- Reason for surveillance
- Case definition
- Notification criteria and procedure
- The disease
- Managing single notifications
1. Reason for surveillance
To monitor the epidemiology to inform the development of better prevention strategies.
2. Case definition
A confirmed case requires laboratory definitive evidence only.
Laboratory definitive evidence
- Isolation of pathogenic Leptospira species, or
- a fourfold or greater rise in Leptospira agglutination titre between acute and convalescent phase sera obtained at least two weeks apart and preferably conducted at the same laboratory, or
- a single Leptospira micro agglutination titre greater than or equal to 400 supported by a positive EIA IgM result.
3. Notification criteria and procedure
Leptospirosis is to be notified by laboratories on microbiological confirmation (ideal reporting by routine mail).
Only confirmed cases should be entered onto NCIMS.
4. The disease
Mode of transmission
Leptospirosis is transmitted by direct contact with the urine or tissues of infected animals. It can also be transmitted to humans who are in contact with water, soil or mud contaminated with infected urine, or who ingest contaminated water.
Human-to-human transmission occurs only very rarely. Blood is potentially infectious in the first week of the disease and urine is infectious from the end of the first week and can remain infectious for months. The route of infection is typically via skin cuts and abrasions or through direct contact with mucous membranes.
Often there is a history of contact with animals or exposure to environments where potentially infected animals are present. Many animals can carry Leptospira and may be completely asymptomatic. Commonly implicated animals are cattle, pigs, sheep, dogs and rats.
Outbreaks are usually related to flood waters contaminated with the urine of the infected animals.
The typical incubation period is 5 to 14 days (range 2 to 30 days).
The usual clinical presentation is fever, chills, headache, severe myalgia, (particularly of the calves, thighs and lumbar region) and conjunctival suffusion. Severity varies with the infecting serovar.
About 5 - 15% of cases progress to severe disease:
- Weil's (syndrome jaundice, renal failure, haemorrhage and myocarditis)
- meningitis and meningoencephalitis
- pulmonary haemorrhage and acute respiratory distress syndrome.
Case fatality rate increases with increasing age and comorbidities.
5. Managing single notifications
Within 3 working days of a confirmed case begin follow-up investigation.

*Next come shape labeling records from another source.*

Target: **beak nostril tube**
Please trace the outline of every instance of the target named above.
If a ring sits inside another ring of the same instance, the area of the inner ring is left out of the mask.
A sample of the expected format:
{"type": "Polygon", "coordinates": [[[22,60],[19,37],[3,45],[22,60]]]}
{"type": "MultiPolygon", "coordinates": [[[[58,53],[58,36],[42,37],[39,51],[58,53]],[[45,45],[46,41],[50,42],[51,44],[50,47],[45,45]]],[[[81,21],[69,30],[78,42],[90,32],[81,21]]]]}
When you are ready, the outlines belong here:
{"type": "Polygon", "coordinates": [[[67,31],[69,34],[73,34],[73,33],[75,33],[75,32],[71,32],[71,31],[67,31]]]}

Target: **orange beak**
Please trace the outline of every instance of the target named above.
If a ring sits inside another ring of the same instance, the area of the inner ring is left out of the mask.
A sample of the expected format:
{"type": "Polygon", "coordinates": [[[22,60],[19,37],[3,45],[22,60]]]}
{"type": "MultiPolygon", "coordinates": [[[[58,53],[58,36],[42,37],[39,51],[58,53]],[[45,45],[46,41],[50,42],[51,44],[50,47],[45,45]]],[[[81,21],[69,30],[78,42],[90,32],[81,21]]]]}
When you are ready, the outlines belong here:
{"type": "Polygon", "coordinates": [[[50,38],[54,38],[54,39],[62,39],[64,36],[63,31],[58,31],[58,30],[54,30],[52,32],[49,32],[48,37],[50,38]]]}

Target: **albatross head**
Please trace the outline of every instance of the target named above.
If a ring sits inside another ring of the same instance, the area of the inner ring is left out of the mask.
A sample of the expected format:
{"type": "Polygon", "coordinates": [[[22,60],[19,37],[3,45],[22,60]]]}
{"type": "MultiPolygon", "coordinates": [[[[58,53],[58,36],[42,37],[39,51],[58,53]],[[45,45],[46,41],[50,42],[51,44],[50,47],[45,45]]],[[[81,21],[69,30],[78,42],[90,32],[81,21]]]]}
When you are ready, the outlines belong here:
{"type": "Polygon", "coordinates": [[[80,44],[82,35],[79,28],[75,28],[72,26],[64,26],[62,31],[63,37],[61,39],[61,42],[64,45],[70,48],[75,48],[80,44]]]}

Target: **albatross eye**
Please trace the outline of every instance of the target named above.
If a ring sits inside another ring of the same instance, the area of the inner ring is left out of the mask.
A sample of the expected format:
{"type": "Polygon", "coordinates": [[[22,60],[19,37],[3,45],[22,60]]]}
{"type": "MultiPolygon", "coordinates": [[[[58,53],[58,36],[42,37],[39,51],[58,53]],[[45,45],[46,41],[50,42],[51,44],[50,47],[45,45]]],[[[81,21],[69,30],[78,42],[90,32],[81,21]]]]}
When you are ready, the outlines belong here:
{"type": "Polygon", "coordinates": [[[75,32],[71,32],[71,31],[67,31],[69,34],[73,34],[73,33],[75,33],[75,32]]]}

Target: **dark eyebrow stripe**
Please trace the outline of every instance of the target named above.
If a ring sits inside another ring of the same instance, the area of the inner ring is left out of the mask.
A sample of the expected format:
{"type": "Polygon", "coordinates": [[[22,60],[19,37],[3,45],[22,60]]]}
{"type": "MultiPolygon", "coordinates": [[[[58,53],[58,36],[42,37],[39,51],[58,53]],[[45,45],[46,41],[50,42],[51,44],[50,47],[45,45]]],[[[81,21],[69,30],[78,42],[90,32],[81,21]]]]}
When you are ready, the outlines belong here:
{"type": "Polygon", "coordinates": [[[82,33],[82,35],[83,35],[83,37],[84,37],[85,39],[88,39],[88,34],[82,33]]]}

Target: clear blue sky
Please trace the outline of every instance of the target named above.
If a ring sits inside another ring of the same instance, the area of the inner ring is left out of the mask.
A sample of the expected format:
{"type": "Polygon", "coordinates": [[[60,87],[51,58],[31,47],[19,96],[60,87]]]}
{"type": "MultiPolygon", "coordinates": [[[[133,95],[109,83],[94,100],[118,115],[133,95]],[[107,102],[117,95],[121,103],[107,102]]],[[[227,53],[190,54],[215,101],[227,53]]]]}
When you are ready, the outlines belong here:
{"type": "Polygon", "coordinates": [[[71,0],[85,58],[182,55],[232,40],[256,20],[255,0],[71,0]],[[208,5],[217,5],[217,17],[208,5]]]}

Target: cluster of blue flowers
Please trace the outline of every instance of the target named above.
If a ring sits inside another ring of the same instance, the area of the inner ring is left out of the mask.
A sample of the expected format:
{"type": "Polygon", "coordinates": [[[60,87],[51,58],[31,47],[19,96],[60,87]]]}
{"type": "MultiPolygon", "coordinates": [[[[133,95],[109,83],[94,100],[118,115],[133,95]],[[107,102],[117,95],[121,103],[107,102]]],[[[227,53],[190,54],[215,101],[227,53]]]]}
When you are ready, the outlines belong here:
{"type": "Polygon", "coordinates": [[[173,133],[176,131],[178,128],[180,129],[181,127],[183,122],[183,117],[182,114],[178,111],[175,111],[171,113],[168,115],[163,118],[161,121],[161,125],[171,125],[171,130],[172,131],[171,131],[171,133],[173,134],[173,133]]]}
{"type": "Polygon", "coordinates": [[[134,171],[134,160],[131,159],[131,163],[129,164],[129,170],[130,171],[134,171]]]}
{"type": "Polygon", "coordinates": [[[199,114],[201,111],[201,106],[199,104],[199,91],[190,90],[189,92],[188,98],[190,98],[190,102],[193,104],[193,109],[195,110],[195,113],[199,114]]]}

Within 5 working days of notification enter confirmed cases on NCIMS.
The response to a notification will normally be carried out in collaboration with the case's health carers. But regardless of who does the follow-up, PHU staff should ensure that action has been taken to:
- confirm the onset date and symptoms of the illness
- confirm results of relevant pathology tests, or recommend the tests be done
- seek the doctor's permission to contact the case or relevant care-giver
- find out if the case or relevant care-giver has been told what the diagnosis is before beginning the interview
- identify the likely source of infection.
Treatment and Investigation
Refer to Therapeutic Guidelines: Antibiotic
The case or relevant care-giver should be informed about the nature of the infection and the mode of transmission. To avoid future infection cases should be advised to avoid urine or tissues of infected animals and avoid swimming in potentially contaminated water or walking barefoot in mud or moist soil that may have been contaminated with animal urine.
If direct or indirect contact with urine or infected animal tissues is anticipated, skin abrasions should be covered with an occlusive dressing and gloves and other protective clothing should be worn.
A history of possible exposures should be sought. Attempt to identify the source of infection, such as exposure to urine or tissues of infected animals or contaminated drinking or recreational water.
It is important to determine:
- an occupational history (farmers, abattoir workers, vets, army personnel, miners, sewer workers)
- recreational exposures (water sports, caving, white-water rafting, swimming, gardening)
- a history of contact with common host animals (especially cattle, pigs, sheep, dogs and rodents)
- travel history (especially travel to Queensland and other tropical regions).
Isolation and restriction
Nil. Use standard precautions in a clinical environment.
If the case has occupational risk factors such as working in an abattoir, discuss with WorkCover and the Department of Primary Industries if appropriate.
Identification of contacts
Contacts are those who may have been exposed to the same source as the case. Action to detect cases among defined contacts should be considered.